Page MenuHomePhorge

File reference not removed when file is deleted
Closed, ResolvedPublic

Description

Description of the problem:

Sometime, pages like D25018 (but not limited to Differential diffs) have a bunch of "Unknown Object" in the Referenced Files section in the "right sidebar".

Example:

Phorge error Unknown objects.png (624×340 px, 46 KB)

Why?

Probably because they are expired temporarily generated files attached to the diff, but now these files were deleted.

Why?

I assume these references should be deleted since the file "attachment" reference indicates whenever a file is visible to an object (an object may be whatever, like a task).

Why?

The general idea underlying the "attachment" system is that you can have a file with minimal privileges, and a task with specific visibility privileges, and you can attach the file to the task, so that task viewers can also see the file, and you don't have to keep the view privileges in manual sync.
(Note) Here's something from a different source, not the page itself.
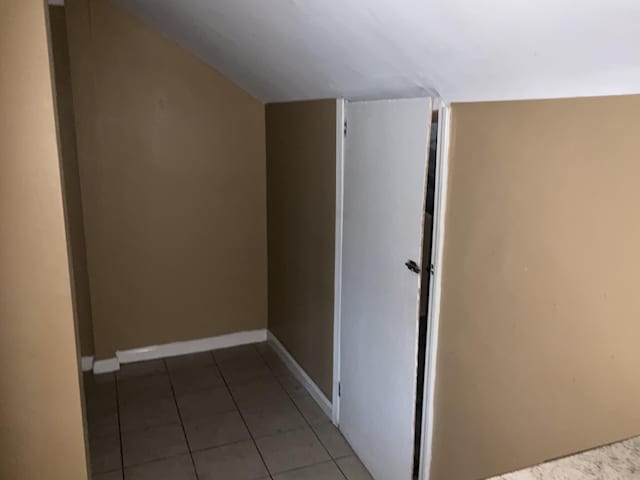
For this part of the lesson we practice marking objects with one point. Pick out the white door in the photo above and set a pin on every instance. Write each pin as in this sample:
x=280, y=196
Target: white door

The database schema phabricator_file.file_attachment so contains this reference between <filePHID, objectPHID>. See the schema:

$ mysql phabricator_file
$ SHOW CREATE TABLE file_attachment;
CREATE TABLE `file_attachment` (
  `id` int(10) unsigned NOT NULL AUTO_INCREMENT,
  `objectPHID` varbinary(64) NOT NULL,
  `filePHID` varbinary(64) NOT NULL,
  `attacherPHID` varbinary(64) DEFAULT NULL,
  `attachmentMode` varchar(32) NOT NULL,
  `dateCreated` int(10) unsigned NOT NULL,
  `dateModified` int(10) unsigned NOT NULL,
  PRIMARY KEY (`id`),
  UNIQUE KEY `key_object` (`objectPHID`,`filePHID`),
  KEY `key_file` (`filePHID`)
)

So it's quite self-evident that, if the related file is removed, the entry in the file_attachment table should be removed as well.

Also, if the object related to the objectPHID is deleted, there is no need to keep this orphan entry in the database.

Event Timeline

I'll try to force the GC to run, maybe this will delete them.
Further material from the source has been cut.